5. If a standalone (i.e., algorithm only without human-in-the-loop performance) was done:

   • Not applicable/Not explicitly stated. The device is an imaging scanner; its "performance" is in producing images. The mention of its "effectiveness in detecting and quantifying" conditions implies its use by a clinician. There's no separate algorithm that performs diagnosis independently described.

6. The type of ground truth used (expert consensus, pathology, outcomes data, etc.):

   • Not explicitly stated. The summary only mentions "Clinical studies" demonstrated effectiveness in detecting and quantifying various retinal conditions. The nature of the ground truth used in these studies (e.g., comparison to a different gold standard imaging modality, surgical findings, subsequent clinical course, expert diagnosis) is not detailed.

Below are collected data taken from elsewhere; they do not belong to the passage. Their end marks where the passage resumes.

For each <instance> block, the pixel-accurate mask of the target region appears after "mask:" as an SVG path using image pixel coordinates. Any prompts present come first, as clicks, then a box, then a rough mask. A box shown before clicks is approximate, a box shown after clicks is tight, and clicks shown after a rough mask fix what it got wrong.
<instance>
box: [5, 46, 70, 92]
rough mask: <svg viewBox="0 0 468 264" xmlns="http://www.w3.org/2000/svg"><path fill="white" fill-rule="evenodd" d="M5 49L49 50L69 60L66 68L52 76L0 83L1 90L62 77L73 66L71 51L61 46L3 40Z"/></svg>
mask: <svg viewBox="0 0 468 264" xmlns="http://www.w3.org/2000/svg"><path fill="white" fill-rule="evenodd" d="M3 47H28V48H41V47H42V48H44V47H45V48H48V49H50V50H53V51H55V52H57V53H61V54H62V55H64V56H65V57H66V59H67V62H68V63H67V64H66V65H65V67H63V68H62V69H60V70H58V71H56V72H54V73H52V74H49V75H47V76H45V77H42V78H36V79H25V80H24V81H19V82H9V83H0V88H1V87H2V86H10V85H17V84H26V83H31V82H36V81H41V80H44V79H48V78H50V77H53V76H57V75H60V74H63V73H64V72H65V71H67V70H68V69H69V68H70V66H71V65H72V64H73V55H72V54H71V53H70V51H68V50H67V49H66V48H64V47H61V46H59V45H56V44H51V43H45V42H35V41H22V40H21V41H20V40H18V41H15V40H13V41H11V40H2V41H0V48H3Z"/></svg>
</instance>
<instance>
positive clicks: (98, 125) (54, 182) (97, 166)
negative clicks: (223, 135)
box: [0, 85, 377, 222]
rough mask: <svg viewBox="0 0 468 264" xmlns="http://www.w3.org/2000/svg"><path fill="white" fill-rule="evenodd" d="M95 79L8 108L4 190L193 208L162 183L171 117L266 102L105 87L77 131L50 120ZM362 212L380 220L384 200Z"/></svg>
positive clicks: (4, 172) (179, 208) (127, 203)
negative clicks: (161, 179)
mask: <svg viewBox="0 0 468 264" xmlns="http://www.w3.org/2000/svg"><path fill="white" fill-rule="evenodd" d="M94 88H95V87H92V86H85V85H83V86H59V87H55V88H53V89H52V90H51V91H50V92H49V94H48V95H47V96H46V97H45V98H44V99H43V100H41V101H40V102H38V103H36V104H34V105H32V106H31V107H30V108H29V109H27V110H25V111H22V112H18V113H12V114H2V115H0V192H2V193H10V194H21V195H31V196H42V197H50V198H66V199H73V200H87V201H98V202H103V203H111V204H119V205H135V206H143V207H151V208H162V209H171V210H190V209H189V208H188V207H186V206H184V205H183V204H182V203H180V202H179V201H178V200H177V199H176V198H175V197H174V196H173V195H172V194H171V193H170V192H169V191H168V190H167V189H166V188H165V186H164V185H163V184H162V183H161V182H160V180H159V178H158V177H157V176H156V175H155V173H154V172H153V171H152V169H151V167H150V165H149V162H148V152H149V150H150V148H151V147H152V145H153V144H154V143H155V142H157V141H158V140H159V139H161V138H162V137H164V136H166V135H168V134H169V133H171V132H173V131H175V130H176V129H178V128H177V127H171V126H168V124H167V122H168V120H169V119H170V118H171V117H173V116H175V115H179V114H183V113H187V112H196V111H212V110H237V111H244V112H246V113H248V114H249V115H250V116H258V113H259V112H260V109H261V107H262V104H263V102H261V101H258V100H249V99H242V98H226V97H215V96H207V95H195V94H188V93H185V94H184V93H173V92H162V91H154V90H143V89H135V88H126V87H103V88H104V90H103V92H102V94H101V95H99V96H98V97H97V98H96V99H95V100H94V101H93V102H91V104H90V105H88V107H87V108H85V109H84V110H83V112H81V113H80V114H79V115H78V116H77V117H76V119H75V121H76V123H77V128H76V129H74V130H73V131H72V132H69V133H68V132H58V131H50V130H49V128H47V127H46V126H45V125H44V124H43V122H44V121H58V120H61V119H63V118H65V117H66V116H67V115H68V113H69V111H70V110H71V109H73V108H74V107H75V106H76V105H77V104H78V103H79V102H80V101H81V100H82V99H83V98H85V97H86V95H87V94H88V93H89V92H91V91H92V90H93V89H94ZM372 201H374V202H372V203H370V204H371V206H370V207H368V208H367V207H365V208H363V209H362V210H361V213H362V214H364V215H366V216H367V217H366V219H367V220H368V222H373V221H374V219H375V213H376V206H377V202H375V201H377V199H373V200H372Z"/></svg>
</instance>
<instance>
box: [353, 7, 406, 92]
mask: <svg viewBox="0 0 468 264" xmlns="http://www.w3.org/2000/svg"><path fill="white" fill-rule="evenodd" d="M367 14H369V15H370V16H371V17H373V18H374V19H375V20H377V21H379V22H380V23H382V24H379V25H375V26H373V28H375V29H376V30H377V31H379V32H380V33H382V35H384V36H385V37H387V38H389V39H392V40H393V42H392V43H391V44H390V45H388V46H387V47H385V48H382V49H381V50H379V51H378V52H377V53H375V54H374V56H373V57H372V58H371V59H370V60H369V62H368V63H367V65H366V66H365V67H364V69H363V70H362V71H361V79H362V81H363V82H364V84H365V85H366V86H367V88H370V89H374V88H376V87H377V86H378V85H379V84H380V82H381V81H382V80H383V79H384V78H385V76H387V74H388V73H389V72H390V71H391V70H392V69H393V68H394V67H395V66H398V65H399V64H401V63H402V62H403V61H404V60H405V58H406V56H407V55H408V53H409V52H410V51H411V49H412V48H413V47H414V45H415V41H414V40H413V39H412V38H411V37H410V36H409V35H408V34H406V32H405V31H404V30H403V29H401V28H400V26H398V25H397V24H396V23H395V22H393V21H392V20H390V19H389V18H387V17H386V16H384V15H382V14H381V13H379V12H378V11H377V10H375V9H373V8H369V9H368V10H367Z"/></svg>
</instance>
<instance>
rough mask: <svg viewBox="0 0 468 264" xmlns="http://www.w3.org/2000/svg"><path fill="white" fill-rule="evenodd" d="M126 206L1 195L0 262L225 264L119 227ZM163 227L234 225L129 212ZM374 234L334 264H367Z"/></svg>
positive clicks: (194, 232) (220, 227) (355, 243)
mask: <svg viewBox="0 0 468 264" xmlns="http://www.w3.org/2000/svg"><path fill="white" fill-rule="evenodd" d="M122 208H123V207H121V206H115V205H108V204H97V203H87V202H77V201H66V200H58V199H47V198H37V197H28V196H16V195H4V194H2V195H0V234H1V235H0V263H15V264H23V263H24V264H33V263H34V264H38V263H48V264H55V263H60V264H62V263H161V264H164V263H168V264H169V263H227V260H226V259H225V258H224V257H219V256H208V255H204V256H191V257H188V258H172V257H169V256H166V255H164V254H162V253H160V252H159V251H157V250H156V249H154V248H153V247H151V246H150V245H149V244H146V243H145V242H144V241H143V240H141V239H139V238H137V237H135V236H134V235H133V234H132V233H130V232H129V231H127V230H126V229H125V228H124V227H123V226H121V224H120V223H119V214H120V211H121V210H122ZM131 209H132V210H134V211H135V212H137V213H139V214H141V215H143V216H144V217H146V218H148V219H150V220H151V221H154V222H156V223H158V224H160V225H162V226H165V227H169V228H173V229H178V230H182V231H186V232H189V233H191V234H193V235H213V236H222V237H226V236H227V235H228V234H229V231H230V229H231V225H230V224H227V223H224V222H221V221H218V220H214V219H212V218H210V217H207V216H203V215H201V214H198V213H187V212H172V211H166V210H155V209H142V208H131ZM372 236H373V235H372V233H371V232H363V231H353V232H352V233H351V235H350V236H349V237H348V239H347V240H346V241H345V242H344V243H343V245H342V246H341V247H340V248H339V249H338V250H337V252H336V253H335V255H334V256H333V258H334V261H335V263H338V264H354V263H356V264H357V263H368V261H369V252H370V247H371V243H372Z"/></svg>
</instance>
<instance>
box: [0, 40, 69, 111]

7. The sample size for the training set:

   • Not applicable/Not explicitly stated. This summary describes an imaging device, not a machine learning algorithm that requires a "training set."

8. How the ground truth for the training set was established:

   • Not applicable. As above, no training set for a machine learning model is described.

Summary of Limitations:

This document is a 510(k) Premarket Notification, which aims to demonstrate that a new device is "substantially equivalent" to a predicate device already on the market. It is not a detailed clinical study report providing exhaustive data on performance against specific acceptance criteria, expert involvement, or AI-specific metrics. The "clinical studies" mentioned are likely part of the evidence supporting the claim of effectiveness and substantial equivalence, but their methodologies and results are not presented in detail within this summary.